Mehr scharf geht nicht: Bautzener Senfwochen

Bautzen. Unter dem Titel "Einfach unwiderstehlich gut" sind die 12. Bautzener Senfwochen eröffnet worden. red/br

Ob mittelscharf oder extrascharf, scharfe Eintöpfe oder Senf-Cocktails, sorbische Senfkreationen, scharfe Hasenbraten oder traditionelle Gerichte rund um den Senf - die Bautzener Küchenchefs bieten den Gaumen ihrer Gäste eine unglaubliche Vielfalt an Speisen rund um die beliebte Würzpaste. Insgesamt 14 Lokalitäten servieren zu den Senfwochen ihren Gästen Tellerentdeckungen rund um den Senf, der als "Mittelscharfer" Kultstatus weit über Sachsen hinaus genießt. "Unsere Senfwochen sind ein Original und sicher die schärfste Zeit im ganzen Land", meint Frank Haase vom Verein Bautzener Altstadt Tresen, in dem sich die Bautzener Gastronomen zusammengeschlossen haben.

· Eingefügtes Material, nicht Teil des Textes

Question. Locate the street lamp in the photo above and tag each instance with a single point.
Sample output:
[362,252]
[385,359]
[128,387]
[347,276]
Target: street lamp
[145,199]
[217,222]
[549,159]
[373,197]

Der berühmte Bautz'ner Senf, der 1953 im VEB Lebensmittelbetriebe Bautzen das erste Mal mittelscharf abgefüllt wurde, wird während der Senfwochen in den teilnehmenden Restaurants und Kneipen mit mindestens drei Sondersenfgerichten gewürdigt. Haase: "Damit wollen wir unser bekanntestes Produkt auch mitten in der Stadt erleb- und genießbar machen."

Die Geschichte des Bautzener Senfs ist im "Bautz'ner Senfladen Museum und Manufaktur" dargestellt. Die Bautzener Senfwochen, gehen auf eine Initiative des Bautzener Vereins Altstadt-Tresen und der Bautz‘ner Senf & Feinkost GmbH zurück.